Mussum será o enredo da Lins Imperial e escola apresenta a sinopse para o próximo carnaval

Por Redação
Nós últimos carnavais, a Lins Imperial optou por fazer homenagens a personalidades do samba. Para o próximo carnaval, não será diferente. Com o enredo “Mussum pra sempris – traga o mé que hoje com a Lins vai ter muito samba no pé!”, a escola se propõe a homenagear Antônio Carlos Bernardes Gomes, o eterno Mussum.
Retornando ao Sambódromo, a agremiação aposta num enredo que mexa com o coração e a identidade da comunidade. Mussum, embora tenha levado consigo o nome da Mangueira, nasceu no Morro da Cachoeirinha, uma das comunidades do Complexo do Lins.

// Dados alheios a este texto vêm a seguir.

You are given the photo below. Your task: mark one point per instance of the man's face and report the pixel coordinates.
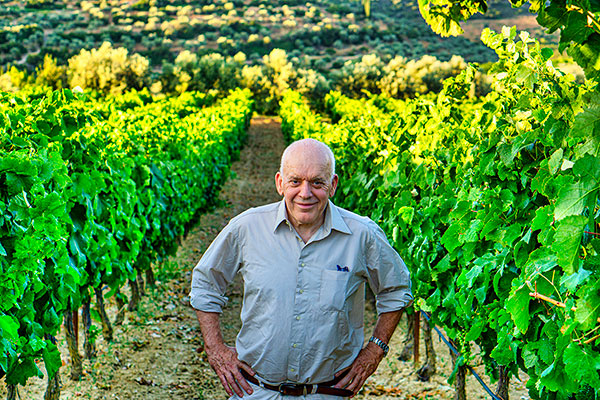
(306, 185)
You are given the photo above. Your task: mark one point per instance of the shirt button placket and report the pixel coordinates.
(298, 324)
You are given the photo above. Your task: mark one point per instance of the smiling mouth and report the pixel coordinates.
(305, 205)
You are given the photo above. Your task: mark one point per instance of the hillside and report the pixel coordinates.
(320, 34)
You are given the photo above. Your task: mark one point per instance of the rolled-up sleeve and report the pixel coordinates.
(215, 271)
(388, 275)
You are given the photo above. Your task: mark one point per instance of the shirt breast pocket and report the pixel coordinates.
(333, 289)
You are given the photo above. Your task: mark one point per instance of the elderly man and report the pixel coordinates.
(304, 264)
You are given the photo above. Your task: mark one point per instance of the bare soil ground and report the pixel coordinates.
(158, 352)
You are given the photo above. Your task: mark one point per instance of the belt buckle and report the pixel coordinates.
(291, 389)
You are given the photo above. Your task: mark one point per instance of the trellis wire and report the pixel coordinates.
(453, 349)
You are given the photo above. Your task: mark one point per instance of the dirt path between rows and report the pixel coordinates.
(157, 353)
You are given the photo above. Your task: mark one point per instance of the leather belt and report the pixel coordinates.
(301, 389)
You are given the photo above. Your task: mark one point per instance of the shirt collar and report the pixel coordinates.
(333, 219)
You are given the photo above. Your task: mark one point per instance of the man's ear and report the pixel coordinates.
(279, 183)
(334, 182)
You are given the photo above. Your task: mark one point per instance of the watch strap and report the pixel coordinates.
(381, 344)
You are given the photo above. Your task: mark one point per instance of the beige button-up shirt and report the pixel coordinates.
(303, 305)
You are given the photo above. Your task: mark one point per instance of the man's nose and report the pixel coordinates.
(305, 189)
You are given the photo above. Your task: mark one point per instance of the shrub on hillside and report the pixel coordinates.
(51, 74)
(108, 69)
(210, 71)
(356, 77)
(12, 79)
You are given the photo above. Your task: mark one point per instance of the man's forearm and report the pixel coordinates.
(386, 325)
(210, 328)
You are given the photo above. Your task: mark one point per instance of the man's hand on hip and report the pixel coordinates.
(223, 359)
(363, 366)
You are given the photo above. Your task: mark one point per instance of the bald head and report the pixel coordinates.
(309, 148)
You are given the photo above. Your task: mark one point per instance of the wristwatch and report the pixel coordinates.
(380, 343)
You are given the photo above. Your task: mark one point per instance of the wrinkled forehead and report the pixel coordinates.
(307, 162)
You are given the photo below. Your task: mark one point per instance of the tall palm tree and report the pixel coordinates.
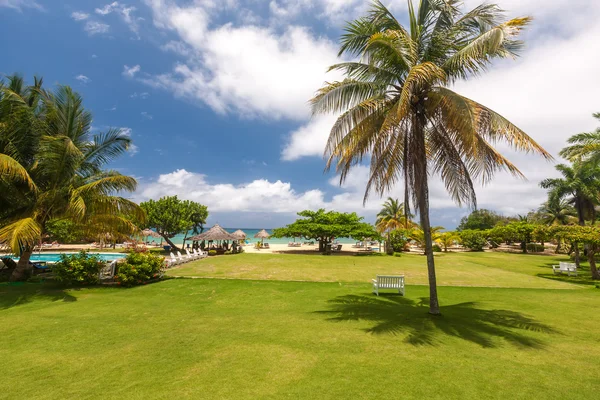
(392, 216)
(584, 146)
(556, 211)
(397, 109)
(580, 185)
(65, 176)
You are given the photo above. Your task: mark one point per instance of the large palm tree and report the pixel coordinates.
(584, 146)
(398, 112)
(63, 177)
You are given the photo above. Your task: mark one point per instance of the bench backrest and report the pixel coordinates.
(567, 266)
(395, 280)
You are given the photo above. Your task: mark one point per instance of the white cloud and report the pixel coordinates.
(20, 4)
(133, 149)
(143, 95)
(79, 16)
(126, 13)
(131, 71)
(83, 79)
(309, 139)
(260, 72)
(95, 28)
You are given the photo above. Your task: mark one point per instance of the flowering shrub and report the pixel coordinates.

A escolha da homenagem a Antônio Carlos começou a ganhar mais força após Raphael Homem e Mateus Pranto, enredistas e diretores culturais da Lins Imperial, comentarem, em uma das lives do “De casa com a Lins”, sobre a importância da comunidade conseguir se identificar com o enredo proposto pela escola. “O retorno à Marquês de Sapucaí também pode significar o reencontro da agremiação com o seu público, sua gente”, explicou Raphael Homem.
Antônio Carlos nasceu na Cachoeirinha e, como tantas outras pessoas, aprendeu a se virar para sobreviver. “Mussum aprendeu a ter muitas faces, dividindo-se em muitas tarefas e as fazendo de forma exemplar”, disse Mateus Pranto.
A ideia é mostrar ao público as muitas facetas do grande artista que foi Antônio Carlos, muitas vezes ofuscado pelo Mussum, o trapalhão. “Será uma boa oportunidade, para quem acompanhou a sua trajetória, de matar a saudade do artista. Para a geração que o conheceu por meme, de aprender sobre a importância do artista para a música, para o cinema e para a televisão”, complementaram os diretores.
O enredo “Mussum pra sempris – traga o mé que hoje com a Lins vai ter muito samba no pé!” será desenvolvido pelos carnavalescos Eduardo Minucci e Rai Menezes.
SINOPSE DO ENREDO – Mussum pra sempris
Traga o mé que hoje com a Lins vai ter muito samba no pé!
Texto-mestre, ou sinopsis
Dizem que, quando o menino, preto retinto, nasceu com cara de quem tem
fome aqui no Morro da Cachoeirinha, veio um anjo atrapalhado, desses que
vivem se escorregando pelo caminho, desengonçado, que disse: Vai, Carlinhos!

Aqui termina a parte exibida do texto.